Да, вопрос о браке решен был уже на второй день после того, как из Суэца получена была депеша от Педро и приступлено было к усыплению. Брак предложила Иза, и Будимирский не высказал никакого удивления по этому поводу, так нужно было, а почему — он не интересовался, ему теперь было все равно, он верил Изе…
В тот же день из муниципалитета приглашен был чиновник, утвердивший полную доверенность князя Буй-Ловчинского американскому подданному Дику Лантри на ведение дел, и Дик Лантри уехал в Париж, где вынул из банков все деньги и бумаги Будимирского. Когда он вернулся, состоялся двойной обряд гражданского и церковного брака, совершенный над Изой и умиравшим Буй-Ловчинским. Зачем был этот брак? Куда положил Дик Лантри миллионы, взятые им из парижских банков? Мы об этом не скоро узнаем… тот же, кто последнее время считал себя властелином Изы и хозяином миллионов, не интересовался ничем, приближаясь к Нирване.
Последние дни Рабастен не отходил от больного уже не ради гонорара, а во имя науки, следя за каждым движением таявшего «князя», наблюдая каждый удар его пульса и ломая голову над непонятным ему явлением.
Иза получила в свое время депешу из Бриндизи от Педро, а затем и из Лондона о приезде Ситревы со свитой и спокойно продолжала свои манипуляции, но когда ей доставлена была телеграмма о выезде Ситревы в Париж, она прекратила давать Будимирскому и те несколько глотков молока, которыми питалось еще его тело.

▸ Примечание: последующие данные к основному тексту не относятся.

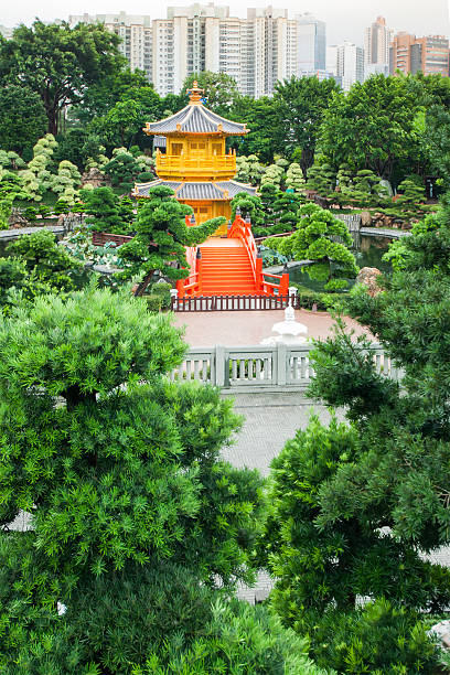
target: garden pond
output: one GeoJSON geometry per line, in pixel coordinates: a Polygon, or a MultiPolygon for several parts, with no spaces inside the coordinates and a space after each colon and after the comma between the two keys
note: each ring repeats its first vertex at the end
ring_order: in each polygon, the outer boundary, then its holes
{"type": "MultiPolygon", "coordinates": [[[[389,248],[393,239],[389,237],[372,237],[361,235],[355,238],[353,253],[356,258],[356,265],[360,269],[363,267],[376,267],[384,274],[392,272],[392,265],[386,260],[383,260],[384,254],[389,248]]],[[[289,280],[294,283],[300,283],[306,288],[310,288],[314,291],[323,291],[323,281],[315,281],[310,279],[308,276],[307,267],[292,267],[289,270],[289,280]]],[[[354,279],[349,280],[349,288],[354,285],[354,279]]]]}

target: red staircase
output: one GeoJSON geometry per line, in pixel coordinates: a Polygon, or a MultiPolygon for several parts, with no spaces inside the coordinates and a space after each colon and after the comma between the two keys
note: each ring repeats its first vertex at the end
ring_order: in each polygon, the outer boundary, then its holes
{"type": "Polygon", "coordinates": [[[258,290],[240,239],[214,239],[202,245],[202,296],[256,296],[258,290]]]}
{"type": "MultiPolygon", "coordinates": [[[[192,225],[186,216],[186,225],[192,225]]],[[[262,259],[249,221],[236,215],[227,238],[212,237],[186,248],[190,275],[176,282],[179,298],[217,296],[287,296],[289,275],[262,271],[262,259]]]]}

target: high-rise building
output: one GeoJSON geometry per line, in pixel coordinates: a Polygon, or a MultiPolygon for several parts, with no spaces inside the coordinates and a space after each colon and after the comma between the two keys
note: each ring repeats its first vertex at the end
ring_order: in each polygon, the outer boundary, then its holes
{"type": "Polygon", "coordinates": [[[152,25],[147,14],[79,14],[71,15],[68,24],[73,28],[77,23],[104,23],[108,31],[121,38],[119,51],[130,63],[135,71],[144,71],[152,79],[152,25]]]}
{"type": "Polygon", "coordinates": [[[297,14],[297,74],[325,71],[326,24],[312,14],[297,14]]]}
{"type": "Polygon", "coordinates": [[[326,46],[326,71],[338,76],[338,45],[330,44],[326,46]]]}
{"type": "Polygon", "coordinates": [[[356,82],[364,81],[364,50],[345,40],[336,46],[336,75],[342,88],[349,92],[356,82]]]}
{"type": "MultiPolygon", "coordinates": [[[[210,2],[170,7],[165,19],[125,12],[69,18],[71,25],[79,22],[104,23],[117,33],[131,68],[146,71],[161,95],[178,94],[189,75],[213,71],[233,76],[243,94],[257,98],[271,95],[277,81],[298,72],[298,22],[270,6],[248,9],[246,19],[210,2]]],[[[317,44],[320,62],[320,35],[317,44]]]]}
{"type": "MultiPolygon", "coordinates": [[[[394,31],[386,25],[384,17],[377,17],[376,21],[365,30],[364,62],[366,65],[389,65],[389,47],[394,38],[394,31]]],[[[375,72],[376,68],[375,68],[375,72]]],[[[381,69],[379,72],[383,72],[381,69]]]]}
{"type": "Polygon", "coordinates": [[[389,71],[395,75],[424,73],[449,76],[450,49],[448,38],[428,35],[416,38],[409,33],[397,33],[389,51],[389,71]]]}
{"type": "Polygon", "coordinates": [[[6,25],[0,25],[0,35],[9,40],[10,38],[12,38],[13,30],[14,29],[7,28],[6,25]]]}

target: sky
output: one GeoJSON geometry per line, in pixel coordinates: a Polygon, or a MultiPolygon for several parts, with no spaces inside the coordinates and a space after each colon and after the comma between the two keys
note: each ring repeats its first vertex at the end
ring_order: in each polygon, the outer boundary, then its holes
{"type": "MultiPolygon", "coordinates": [[[[207,0],[203,0],[205,4],[207,0]]],[[[275,0],[274,7],[286,8],[294,13],[311,12],[326,22],[328,43],[352,40],[363,44],[364,28],[377,15],[386,18],[387,24],[397,31],[408,31],[418,36],[428,34],[450,35],[450,0],[275,0]]],[[[165,17],[168,6],[191,4],[190,0],[17,0],[0,1],[0,24],[13,26],[31,23],[38,15],[43,21],[67,19],[69,14],[116,13],[126,10],[130,14],[150,14],[152,19],[165,17]]],[[[247,7],[266,7],[265,0],[238,2],[217,1],[227,4],[231,14],[245,17],[247,7]]]]}

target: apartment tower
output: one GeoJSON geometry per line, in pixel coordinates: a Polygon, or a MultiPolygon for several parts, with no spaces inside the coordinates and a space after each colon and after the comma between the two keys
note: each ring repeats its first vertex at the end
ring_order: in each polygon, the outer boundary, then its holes
{"type": "MultiPolygon", "coordinates": [[[[118,34],[131,68],[146,71],[161,95],[178,94],[189,75],[213,71],[231,75],[242,94],[258,98],[298,73],[299,23],[287,10],[270,6],[248,9],[246,19],[229,17],[227,7],[210,2],[169,7],[165,19],[125,12],[69,18],[71,25],[79,22],[104,23],[118,34]]],[[[324,52],[321,23],[314,29],[314,67],[324,52]]]]}

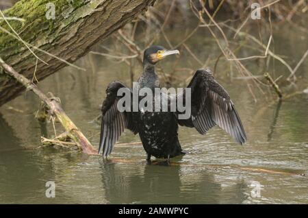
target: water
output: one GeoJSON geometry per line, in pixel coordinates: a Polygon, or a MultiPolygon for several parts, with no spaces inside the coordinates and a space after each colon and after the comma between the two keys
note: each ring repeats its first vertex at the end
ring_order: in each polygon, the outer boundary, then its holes
{"type": "MultiPolygon", "coordinates": [[[[170,38],[176,37],[176,31],[168,33],[170,38]]],[[[307,36],[282,31],[287,34],[274,36],[275,51],[287,55],[291,64],[296,64],[303,55],[298,51],[307,47],[307,36]]],[[[203,34],[199,32],[199,36],[187,43],[205,61],[219,52],[215,43],[203,34]]],[[[112,40],[103,45],[108,43],[112,40]]],[[[175,58],[161,64],[164,71],[172,69],[175,58]]],[[[214,64],[209,65],[213,69],[214,64]]],[[[100,125],[92,121],[100,113],[105,88],[115,80],[129,84],[129,69],[123,62],[93,55],[76,64],[87,71],[66,67],[41,82],[39,87],[60,97],[68,115],[97,147],[100,125]]],[[[185,51],[179,65],[200,67],[185,51]]],[[[231,81],[226,66],[220,62],[216,76],[233,99],[248,143],[236,144],[218,128],[205,136],[180,128],[180,142],[189,154],[172,159],[169,167],[146,165],[140,145],[116,146],[108,163],[100,156],[76,151],[38,149],[44,130],[34,119],[39,104],[36,97],[27,93],[3,106],[0,108],[0,203],[308,203],[308,95],[298,95],[279,104],[265,88],[268,97],[259,94],[255,103],[246,82],[231,81]],[[55,198],[45,197],[47,181],[55,182],[55,198]],[[251,193],[256,185],[260,187],[259,196],[251,193]]],[[[261,70],[257,63],[248,67],[253,72],[261,70]]],[[[288,73],[279,64],[268,69],[276,77],[288,73]]],[[[296,73],[300,82],[290,93],[307,87],[307,70],[305,62],[296,73]]],[[[140,71],[136,69],[135,80],[140,71]]],[[[187,75],[176,73],[180,78],[187,75]]],[[[52,136],[50,123],[47,128],[52,136]]],[[[61,133],[59,123],[56,129],[61,133]]],[[[120,142],[139,141],[125,131],[120,142]]]]}

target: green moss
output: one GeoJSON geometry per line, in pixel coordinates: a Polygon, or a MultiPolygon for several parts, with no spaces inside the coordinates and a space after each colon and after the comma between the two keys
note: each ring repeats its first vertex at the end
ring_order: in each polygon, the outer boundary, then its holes
{"type": "MultiPolygon", "coordinates": [[[[87,3],[87,1],[75,0],[71,5],[73,10],[87,3]]],[[[68,0],[22,0],[12,8],[3,12],[5,16],[16,16],[23,19],[25,22],[10,21],[10,24],[20,36],[26,42],[31,43],[38,36],[42,39],[47,38],[55,32],[56,27],[61,25],[63,20],[62,13],[70,6],[68,0]],[[53,3],[55,6],[55,19],[47,19],[46,5],[53,3]]],[[[0,26],[9,30],[10,27],[5,21],[0,22],[0,26]]],[[[23,43],[6,33],[0,31],[0,56],[3,60],[16,53],[22,49],[23,43]]]]}

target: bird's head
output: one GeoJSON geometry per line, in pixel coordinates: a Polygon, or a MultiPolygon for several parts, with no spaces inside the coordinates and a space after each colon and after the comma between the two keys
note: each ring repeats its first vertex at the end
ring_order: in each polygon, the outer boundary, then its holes
{"type": "Polygon", "coordinates": [[[167,50],[162,46],[153,45],[144,51],[143,62],[155,64],[166,56],[176,53],[179,54],[179,50],[167,50]]]}

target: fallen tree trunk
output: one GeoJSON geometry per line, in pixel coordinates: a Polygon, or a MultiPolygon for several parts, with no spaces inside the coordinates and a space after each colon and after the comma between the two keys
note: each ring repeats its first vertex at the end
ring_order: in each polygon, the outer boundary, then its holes
{"type": "MultiPolygon", "coordinates": [[[[67,62],[74,62],[84,56],[96,43],[131,21],[155,1],[20,1],[3,14],[25,21],[0,20],[0,56],[25,77],[32,78],[36,71],[36,77],[42,80],[66,66],[67,62]],[[48,8],[51,3],[55,5],[55,19],[50,19],[53,15],[52,7],[48,8]],[[37,62],[38,57],[48,65],[37,62]]],[[[24,90],[15,80],[0,72],[0,106],[24,90]]]]}
{"type": "Polygon", "coordinates": [[[5,73],[11,76],[17,82],[21,84],[27,90],[32,91],[42,101],[43,101],[49,108],[49,113],[51,116],[55,116],[59,121],[62,124],[67,134],[74,141],[77,145],[82,149],[84,153],[88,154],[97,154],[97,151],[87,138],[73,123],[70,119],[66,115],[65,112],[61,108],[59,103],[52,99],[47,97],[36,85],[23,75],[18,73],[12,66],[8,65],[0,57],[0,65],[3,67],[5,73]]]}

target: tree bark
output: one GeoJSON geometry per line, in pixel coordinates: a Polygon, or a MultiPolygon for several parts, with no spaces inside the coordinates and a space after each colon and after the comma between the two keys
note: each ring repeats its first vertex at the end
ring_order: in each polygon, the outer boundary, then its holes
{"type": "MultiPolygon", "coordinates": [[[[38,60],[18,36],[0,30],[0,57],[25,77],[31,79],[37,67],[38,81],[54,73],[67,63],[42,52],[42,49],[68,62],[84,56],[90,47],[106,38],[136,16],[153,5],[155,0],[22,0],[5,10],[8,21],[31,50],[48,65],[38,60]],[[55,6],[55,19],[47,19],[47,4],[55,6]]],[[[0,27],[13,32],[0,20],[0,27]]],[[[14,34],[14,33],[13,33],[14,34]]],[[[0,71],[0,106],[25,90],[13,78],[0,71]]]]}

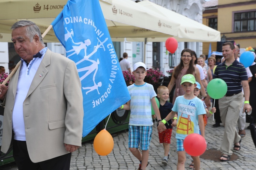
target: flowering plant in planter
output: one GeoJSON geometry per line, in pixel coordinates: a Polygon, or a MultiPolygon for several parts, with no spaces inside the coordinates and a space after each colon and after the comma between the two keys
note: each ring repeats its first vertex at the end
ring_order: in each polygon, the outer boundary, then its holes
{"type": "Polygon", "coordinates": [[[128,71],[123,71],[123,75],[124,75],[124,78],[125,78],[125,80],[126,81],[133,81],[134,80],[134,76],[128,71]]]}
{"type": "Polygon", "coordinates": [[[170,70],[169,71],[166,71],[166,72],[167,73],[167,74],[168,74],[168,75],[169,75],[170,76],[171,76],[172,74],[172,72],[173,72],[173,70],[170,70]]]}
{"type": "Polygon", "coordinates": [[[158,80],[163,76],[164,76],[163,72],[160,71],[158,68],[155,69],[150,68],[147,70],[147,75],[146,78],[147,78],[152,80],[153,83],[158,82],[158,80]]]}
{"type": "MultiPolygon", "coordinates": [[[[5,80],[8,77],[8,74],[7,73],[5,73],[4,72],[1,72],[0,73],[0,84],[3,83],[5,80]]],[[[7,83],[6,83],[5,85],[8,87],[8,85],[9,84],[9,81],[7,82],[7,83]]]]}

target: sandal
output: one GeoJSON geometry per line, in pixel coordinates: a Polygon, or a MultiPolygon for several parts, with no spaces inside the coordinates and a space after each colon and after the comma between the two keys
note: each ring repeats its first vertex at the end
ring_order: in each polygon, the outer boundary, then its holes
{"type": "Polygon", "coordinates": [[[239,134],[241,138],[244,137],[245,136],[245,131],[244,129],[242,131],[239,130],[238,134],[239,134]]]}
{"type": "MultiPolygon", "coordinates": [[[[239,140],[239,141],[238,142],[238,143],[239,143],[239,144],[240,144],[241,143],[241,142],[242,141],[242,138],[241,138],[241,139],[240,139],[240,140],[239,140]]],[[[236,145],[235,144],[234,145],[234,148],[233,148],[233,149],[235,151],[239,151],[240,150],[240,149],[241,149],[241,145],[240,144],[240,146],[238,146],[238,145],[236,145]],[[235,149],[235,148],[238,148],[238,149],[235,149]]]]}
{"type": "Polygon", "coordinates": [[[189,165],[188,168],[191,169],[194,169],[194,162],[193,160],[191,162],[191,163],[189,165]]]}
{"type": "Polygon", "coordinates": [[[224,155],[224,154],[223,154],[221,155],[221,157],[219,158],[219,160],[221,161],[223,161],[223,162],[226,162],[228,161],[230,159],[230,155],[225,156],[224,155]],[[221,158],[222,157],[224,157],[224,158],[226,158],[227,159],[221,159],[221,158]]]}

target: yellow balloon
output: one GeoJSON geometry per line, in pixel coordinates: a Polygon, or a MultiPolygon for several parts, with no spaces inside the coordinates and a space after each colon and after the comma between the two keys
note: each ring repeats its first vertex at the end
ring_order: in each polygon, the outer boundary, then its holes
{"type": "Polygon", "coordinates": [[[110,134],[104,129],[95,136],[93,146],[97,153],[101,156],[106,156],[113,150],[114,139],[110,134]]]}

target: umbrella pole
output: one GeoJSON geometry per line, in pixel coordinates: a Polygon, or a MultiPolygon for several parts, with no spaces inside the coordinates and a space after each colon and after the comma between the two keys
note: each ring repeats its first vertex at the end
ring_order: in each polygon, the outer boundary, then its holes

Всю ночь после получения этой депеши от Педро Иза из различных медикаментов и навара трав готовила какую-то жидкую слабо-пахучую мазь, которой утром натирала все тело Будимирского, уже исхудавшего как скелет. В этот день, на другой и на третий она по три раза в день производила эту операцию… Будимирский, очевидно для каждого, умирал… Утром на третий день он уже не мог двинуть ни одним членом, жизнь светилась только в лихорадочно блестевших глазах, устремленных целыми часами в одну точку и полных такого осмысленного выражения, которым они никогда не светились… Способность говорить он уже потерял два дня, а на третий день к вечеру сердце его перестало биться… Иза, не медля, совершила заключительную операцию: раскрыла ножом рот мнимоумершего и, свернув его язык, герметически закрыла им горловое отверстие.